Business culture – Presentation

  • North-American people usually have a smooth and jovial way of doing business. It is coming to switch to a more informal approach (like using first names) early in a conversation.
  • The saying ‘time is money’ is taken very literal in North-America. Don’t be to wordy and come to the point. We recommend you to prepare an ‘elevator pitch’ (pitching your company and your products and/or services in 1 to 2 minutes in a very clear, enthusiastic and positive way, much more ‘boasting’ your company than you would in a comparable Netherlands setting).
  • Be clear, ‘tell it like it is’: Indirect or vague answers can be seen as, insecurity, insincerity or distrust.
  • Humor is very important, but avoid jokes about sensitive subjects like religion, politics or ethnicity. Even better: don’t bring these to the table at all, also not in a more personal after-business gathering.
  • Despite the relaxed and jovial attitude, the US business partners are very phlegmatic and pragmatic. They feel at ease in conflict situations with an attitude of ‘take it or leave it’.
  • American entrepreneurs are usually dressed in a very formal way. It is advisable for both men and women to wear a suit, especially in a first encounter.
  • Be sensitive to cultural differences in communication. Realize that words don’t always mean what a literal translation would be. Responses like ‘that’s interesting’, ‘think about that some more’, ‘that is an original point of view’ in fact mean that what was mentioned is a bad idea and not liked.
  • By same standard, a non-response on your follow-up e-mail usually means the other party is not interested; if they were, the standard response time is usually within 24 hours. You can send one reminder e-mail, but after that, any follow-up on that topic will most likely hurt any future contacts. Try to find a new way in.
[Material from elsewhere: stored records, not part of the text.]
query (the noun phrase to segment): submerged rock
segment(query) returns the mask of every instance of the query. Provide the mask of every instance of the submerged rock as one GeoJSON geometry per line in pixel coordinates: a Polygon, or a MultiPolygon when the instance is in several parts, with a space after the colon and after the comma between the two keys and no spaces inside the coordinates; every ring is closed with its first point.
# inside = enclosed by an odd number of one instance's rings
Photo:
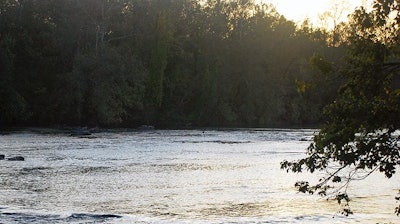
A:
{"type": "Polygon", "coordinates": [[[15,156],[7,159],[8,161],[25,161],[25,158],[22,156],[15,156]]]}
{"type": "Polygon", "coordinates": [[[112,219],[112,218],[122,218],[120,215],[113,215],[113,214],[86,214],[86,213],[73,213],[69,219],[78,219],[78,220],[85,220],[85,219],[112,219]]]}
{"type": "Polygon", "coordinates": [[[0,155],[0,160],[3,160],[5,158],[4,155],[0,155]]]}

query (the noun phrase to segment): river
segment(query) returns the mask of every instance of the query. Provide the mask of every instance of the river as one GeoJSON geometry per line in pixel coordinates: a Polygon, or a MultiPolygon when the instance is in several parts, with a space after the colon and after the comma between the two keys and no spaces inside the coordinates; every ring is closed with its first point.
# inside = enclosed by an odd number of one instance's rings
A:
{"type": "Polygon", "coordinates": [[[154,130],[0,136],[0,223],[398,223],[399,176],[354,183],[355,214],[298,193],[279,163],[315,130],[154,130]]]}

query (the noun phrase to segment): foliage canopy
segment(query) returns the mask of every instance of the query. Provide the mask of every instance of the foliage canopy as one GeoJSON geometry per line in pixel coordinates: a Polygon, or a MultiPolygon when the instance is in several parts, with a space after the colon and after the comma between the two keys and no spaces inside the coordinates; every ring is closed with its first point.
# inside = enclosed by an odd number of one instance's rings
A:
{"type": "Polygon", "coordinates": [[[337,85],[294,83],[340,49],[313,33],[252,0],[3,0],[0,124],[315,124],[337,85]]]}

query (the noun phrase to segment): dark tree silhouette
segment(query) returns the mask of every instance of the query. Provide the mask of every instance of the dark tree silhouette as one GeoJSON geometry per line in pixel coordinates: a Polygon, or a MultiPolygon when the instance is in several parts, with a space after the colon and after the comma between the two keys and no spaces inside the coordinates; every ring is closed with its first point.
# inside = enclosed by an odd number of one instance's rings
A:
{"type": "MultiPolygon", "coordinates": [[[[312,185],[296,183],[301,192],[334,197],[351,214],[347,186],[375,171],[391,178],[400,165],[400,1],[375,1],[373,11],[358,9],[348,25],[346,82],[325,108],[326,124],[308,147],[308,156],[283,161],[282,169],[328,175],[312,185]]],[[[400,214],[399,208],[396,213],[400,214]]]]}

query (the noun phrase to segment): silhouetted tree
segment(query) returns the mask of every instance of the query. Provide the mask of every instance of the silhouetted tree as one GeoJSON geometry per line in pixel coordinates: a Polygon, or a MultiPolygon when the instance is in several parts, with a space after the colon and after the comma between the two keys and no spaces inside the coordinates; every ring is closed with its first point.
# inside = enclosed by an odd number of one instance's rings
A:
{"type": "Polygon", "coordinates": [[[306,158],[282,162],[288,171],[327,171],[315,185],[302,181],[296,186],[302,192],[333,194],[345,202],[347,215],[352,213],[347,185],[375,171],[391,178],[400,164],[399,7],[400,1],[375,1],[373,11],[360,8],[352,15],[341,68],[346,81],[325,109],[327,122],[306,158]]]}

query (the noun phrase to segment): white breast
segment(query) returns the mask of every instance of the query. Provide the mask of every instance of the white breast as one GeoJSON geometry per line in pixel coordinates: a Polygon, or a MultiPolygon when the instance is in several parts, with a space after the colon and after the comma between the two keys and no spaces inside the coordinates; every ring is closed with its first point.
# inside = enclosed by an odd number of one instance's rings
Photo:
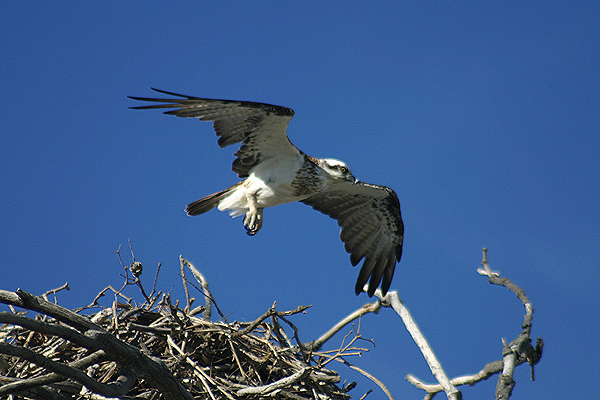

  • Face-to- face meetings are an important part of doing business in the United States.
  • Confirm appointments always one day prior to the meeting and be on time, preferable a little bit early. American are punctual and meticulous. Don’t show up unannounced.
  • Punctuality is also an absolute must when it comes to delivering goods or services. When there’s a delay, invoking force majeure is often not appreciated as an excuse.
  • Voicemail is often used as a filter in the United States, which often results in the fact that no-one is responding to your call. Practice on leaving a powerful message behind on voicemail.
  • Don’t make any appointments which can possible threaten the time off from your American partner. Know and respect the US and local public holiday scheme.
  • In the US, corporate breakfasts and lunches are important to get connected and for the closure of deals. Often, most of the meeting will be “informal” with a brief business conversation at the end, which is then redirected to another time and perhaps other people to formally close the deal. A meeting always ends with informal conversation.
  • Commitment will be formalized in great detail in official contracts. All financial agreements will be captured on a regular basis in detailed, binding contracts, drafted by specialized lawyers.
  • Be sure to memorize the names of meeting participants, for when you say goodbye at the end of the gathering. Americans are exceptionally well trained in this, and this can prevent an embarrassing end to your meeting.

Business cards

  • It is very common to exchange business cards. Use if possible business cards printed om the smaller format according to American standards and pay attention to design and titles.
  • The use of formal titles on a business card is common, but it is not recommended to use Dutch titles like drs., mr. Ir. or ing. on your business card. With the exception of the title of Ph.D., master degree titles are not mentioned or understood on the business card, only corporate job titles are used.
  • Education tells something about your competences, but in the US it is all about what you have achieved, who you know and how you have achieved it (by yourself).
  • Mention you first name on your business card, not just your initial. You’ll use initials for (a) middle name(s). After that you can mention your last name.


  • American-English is different from British- English. Be prepared for misunderstandings, try to avoid them and in case of doubt: make sure you understand correctly.
  • In the presence of Americans, always use the English language, also when you ‘just have a little conversation’ with fellow Dutchmen.
  • When you use temperatures or sizes in documents, always use American inches, feet and Fahrenheit, so don’t use the metrical system.
  • Make sure your website is accessible in the American-English language. Do not only use a Union Jack as a languages button, but also the Stars and Stripes.